Similar to the high-level system architecture diagram of Figure 1, the business processes are
centered about the GIS-based graphical IPE (Item 3). The IPE consists of the graphical job
design, core GIS, and engineering analysis. Within the GIS workspace environment, a designer,
engineer, or planner has access to all relevant information from the WMS, including schedules,
costs, and inventory, as well as the ability to perform engineering analysis and optimization. It is
important to note that from a role-based end-user perspective, there is never any requirement to
leave the GIS environment, all applications are seamlessly embedded into the GIS as though they
were an integral component. This reduces training time and eases the burden of end-user
acceptance. The engineering analysis component allows the end user to identify capacity and
voltage violations and to more appropriately size equipment. (Load flow, motor start, and shortcircuit
analysis are a part of the end-user's daily job function.) The engineering analysis module
also offers the end user optimal switch-order planning and capacitor placement. With the IPE,
the end user is not required to run a batch-mode translator between the different systems, nor is
there any requirement to massage data prior to use. The designs performed using the job design
tool employ corporate standards that are derived from the WMS. Business rules guide the enduser
to make designs that follow corporate and industry standards. As the design has been
performed graphically and is spatially enabled, it enters a proposed state until the construction
has been performed in the field. Using the graphical design also eliminates the need for
numerous draft resources to draw the proposed construction in a manner that is suitable for
archival. A comprehensive job package is automatically generated for crews, including a bill of
materials, job instructions, special instructions, and a detailed construction drawing. Once work
has been completed, the user of the planning environment makes the changes to the proposed
changes to create the as-built changes. At this point, a cost variance can be performed and the
state of the construction is updated within the central facilities repository.
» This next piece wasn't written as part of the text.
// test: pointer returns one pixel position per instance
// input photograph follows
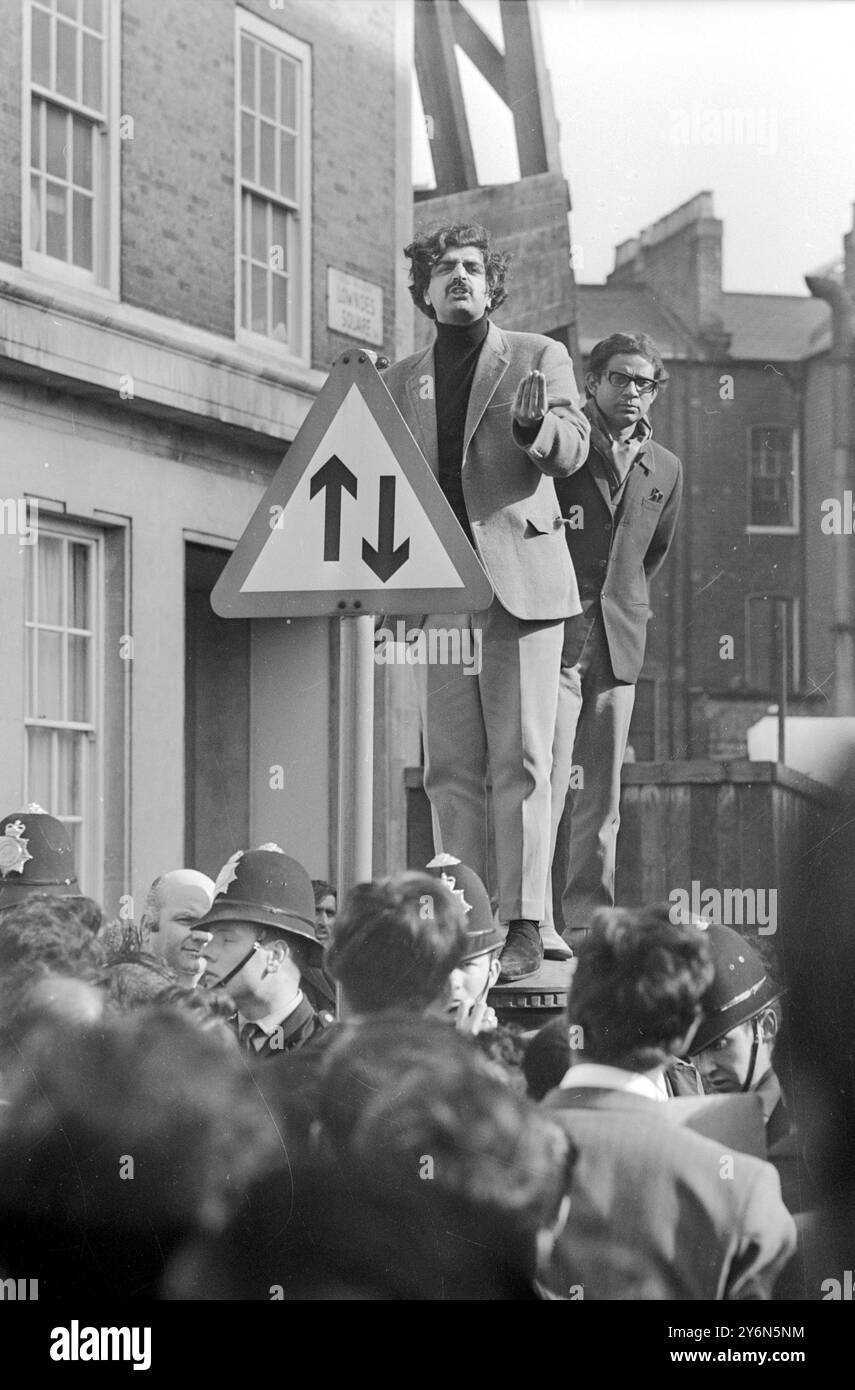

Figure 2: High-Level Relationship between Systems and Business Processes
An important interface is from the WMS/JD system to the warehouse and inventory management
system (Item 4). The purpose of this interface is to enable the resource tasked with planning to
validate material availability and perform material issues and returns for material forecast and
requisitioned bill of materials for a particular job. This interface serves to eliminate frequent and
iterative calls between the planner and the warehouse or the arbitrary substitution of materials by
field crews. The interface between the WMS/JD system and accounting system allows the utility
to capture accounting as well as activity-based work (Item 5). Crews are able to automatically
update as built changes and perform field verification through the WMS (Item 6). Future plans
are to offer the crews considerable WMS functionality through the use of a mobile data system.
Model updates to the outage management system are performed on an incremental basis directly
from the central facilities repository (Item 7).